Certainly, marketing Zambia at an international venue is a good thing, but as to whether the Spanish International Trade Fair is the best place does yield its own doubts. Also, it would be interesting to know in which manner we will be doing so, do we have a booth or pavilion there? Who will be on the delegation, and how well are they going to implement the publicity of Zambia as a tourist destination. Or will we be sending a delegation just for the sake of sending one?
The selection and sending of relevant Zambian delegates abroad has certainly not been among our strengths as a country over the past few years, regardless of the government of the day.
Last year, we were almost surely embarrassed when we sent a top-heavy entourage that outnumbered our athletes at the London Olympics, and we might ask ourselves at what cost and benefit?
Similarly, last year Zambia sent a delegation to an International Participants Meeting (IPM), a precursor to Expo 2015, the universal exhibition to be held in Milan, Italy.
We were told by the First Secretary Commerce and Trade on behalf of the Zambian ambassador in Italy that: "So far, we have a technical working committee comprising the Ministry of Commerce, Trade and Industry, and the Embassy of Zambia in Rome. After this meeting (IPM), the national planning committee will be constituted and it will include all relevant stakeholders."
However, we still haven’t heard anything on this national planning committee as well as the so-called relevant stakeholders.

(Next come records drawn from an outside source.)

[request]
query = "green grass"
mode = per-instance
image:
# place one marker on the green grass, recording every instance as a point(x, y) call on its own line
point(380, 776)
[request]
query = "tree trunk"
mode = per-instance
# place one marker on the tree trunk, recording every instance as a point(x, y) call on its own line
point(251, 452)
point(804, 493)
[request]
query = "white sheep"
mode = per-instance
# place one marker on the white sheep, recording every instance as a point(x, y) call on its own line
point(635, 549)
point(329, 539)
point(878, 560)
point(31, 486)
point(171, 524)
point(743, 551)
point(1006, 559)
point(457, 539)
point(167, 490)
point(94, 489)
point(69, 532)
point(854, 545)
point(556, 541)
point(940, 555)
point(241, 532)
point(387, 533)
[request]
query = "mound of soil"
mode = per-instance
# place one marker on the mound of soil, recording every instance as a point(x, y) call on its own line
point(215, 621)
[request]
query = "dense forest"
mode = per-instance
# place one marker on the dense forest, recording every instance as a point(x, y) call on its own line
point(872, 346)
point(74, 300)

At any rate, it would be good to see the end of holiday-making delegations on important foreign tours, these trips do not come cheap at the expense of the already overwhelmed taxpayer.Anyway, back to the ZAM president and his minister. Zulu, plays a very important role and he remains one of the country’s most conscious and important artistes in terms of arts advocacy as well as providing essential leadership in the sector it would be wise for him to visit with his minister and work things out, as she said at the ZAM gathering held in honour of her ministry last year, “there is work to be done”.